Rare variant analyses
To prioritize variants for assessment of clinical relevance with respect to their relationship to causing extreme lipid levels (i.e., high TG, LDLC, HDLC, and low HDLC), we restricted to variants affecting protein coding or splicing regions that are (1) very rare (gnomAD PopMax filtering allele frequency<0.2%), (2) loss of function (LoF) or predicted damaging missense, and (3) within genes relevant to lipid levels that are part of a targeted next generation sequencing (NGS) panel (n=33 candidate genes) used at a specialized genetics clinic for lipid metabolism disorders in London, Ontario [34] (Additional file 1: Table S5). Prioritized rare variants were then assessed using the American College of Medical Genetics and Genomics (ACMG) variant interpretation guidelines [35] or LDLR-specific guidelines developed by ClinGen [36]. For further details on variant prioritization, see Additional File 2: Supplementary methods.

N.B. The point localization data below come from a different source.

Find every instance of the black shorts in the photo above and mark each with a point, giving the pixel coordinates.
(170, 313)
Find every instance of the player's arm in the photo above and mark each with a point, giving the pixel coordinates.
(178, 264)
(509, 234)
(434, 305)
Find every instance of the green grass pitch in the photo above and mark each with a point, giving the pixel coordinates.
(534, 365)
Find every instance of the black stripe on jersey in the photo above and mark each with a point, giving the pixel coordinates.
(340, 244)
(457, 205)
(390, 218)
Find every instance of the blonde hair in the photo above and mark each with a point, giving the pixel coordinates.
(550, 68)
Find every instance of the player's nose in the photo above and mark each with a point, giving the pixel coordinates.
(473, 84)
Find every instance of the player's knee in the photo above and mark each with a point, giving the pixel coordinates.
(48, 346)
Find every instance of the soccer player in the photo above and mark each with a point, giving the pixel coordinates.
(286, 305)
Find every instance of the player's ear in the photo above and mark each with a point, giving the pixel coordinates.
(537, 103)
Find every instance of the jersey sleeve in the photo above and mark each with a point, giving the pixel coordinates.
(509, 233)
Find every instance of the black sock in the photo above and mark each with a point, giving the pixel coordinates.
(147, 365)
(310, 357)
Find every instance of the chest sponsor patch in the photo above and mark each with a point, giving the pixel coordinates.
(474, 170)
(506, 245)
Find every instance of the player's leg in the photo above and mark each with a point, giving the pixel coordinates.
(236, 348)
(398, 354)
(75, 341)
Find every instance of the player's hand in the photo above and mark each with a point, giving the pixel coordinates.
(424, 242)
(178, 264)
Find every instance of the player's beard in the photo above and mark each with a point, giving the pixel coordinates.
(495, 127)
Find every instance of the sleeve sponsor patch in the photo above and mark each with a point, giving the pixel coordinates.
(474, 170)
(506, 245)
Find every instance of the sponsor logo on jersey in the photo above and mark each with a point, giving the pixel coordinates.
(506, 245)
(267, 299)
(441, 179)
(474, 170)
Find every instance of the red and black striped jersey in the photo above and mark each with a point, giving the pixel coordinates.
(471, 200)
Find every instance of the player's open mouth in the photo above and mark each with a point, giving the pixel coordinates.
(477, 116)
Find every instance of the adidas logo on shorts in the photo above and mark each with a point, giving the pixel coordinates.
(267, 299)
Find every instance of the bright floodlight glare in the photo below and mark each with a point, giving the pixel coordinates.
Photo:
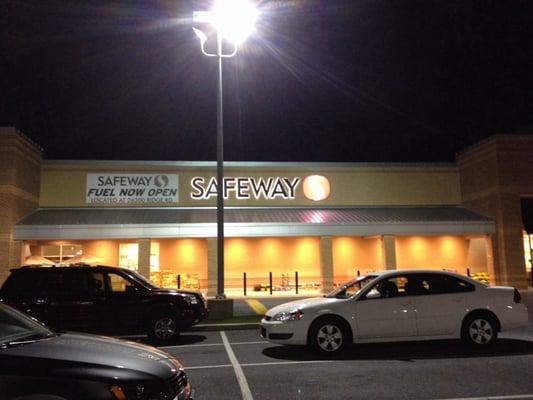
(200, 35)
(234, 20)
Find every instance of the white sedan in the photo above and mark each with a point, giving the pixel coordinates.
(398, 305)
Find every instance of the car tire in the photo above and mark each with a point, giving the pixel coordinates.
(163, 328)
(328, 336)
(479, 330)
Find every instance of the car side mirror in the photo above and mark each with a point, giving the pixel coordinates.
(373, 294)
(131, 289)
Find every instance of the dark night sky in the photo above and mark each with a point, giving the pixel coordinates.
(321, 80)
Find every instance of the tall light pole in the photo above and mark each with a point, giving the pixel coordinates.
(232, 21)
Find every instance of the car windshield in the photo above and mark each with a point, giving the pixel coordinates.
(142, 280)
(352, 287)
(17, 327)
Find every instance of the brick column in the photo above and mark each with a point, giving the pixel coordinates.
(212, 267)
(144, 257)
(17, 253)
(388, 251)
(326, 263)
(20, 176)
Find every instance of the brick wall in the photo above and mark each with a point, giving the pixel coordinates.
(494, 175)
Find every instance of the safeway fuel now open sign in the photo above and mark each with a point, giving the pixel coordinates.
(131, 188)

Additionally, we sought to assess whether being a carrier of a rare variant, including those with potentially smaller effect sizes that are not considered pathogenic/likely pathogenic per ACMG criteria, would be associated with altered lipid levels (Additional file 1: Table S5). An association between “rare variant carrier status” and lipid levels was assessed using the same univariable and multivariable linear regression models as for PRS analyses, but with the rare variant carrier status variable in place of the PRS variable. For additional details on the filtering criteria for rare variants for this analysis, see Additional File 2: Supplementary Methods.
All statistical analyses were performed using R version 4.0.3. Statistical significance was defined as p<0.05. P-values were not adjusted for multiple testing.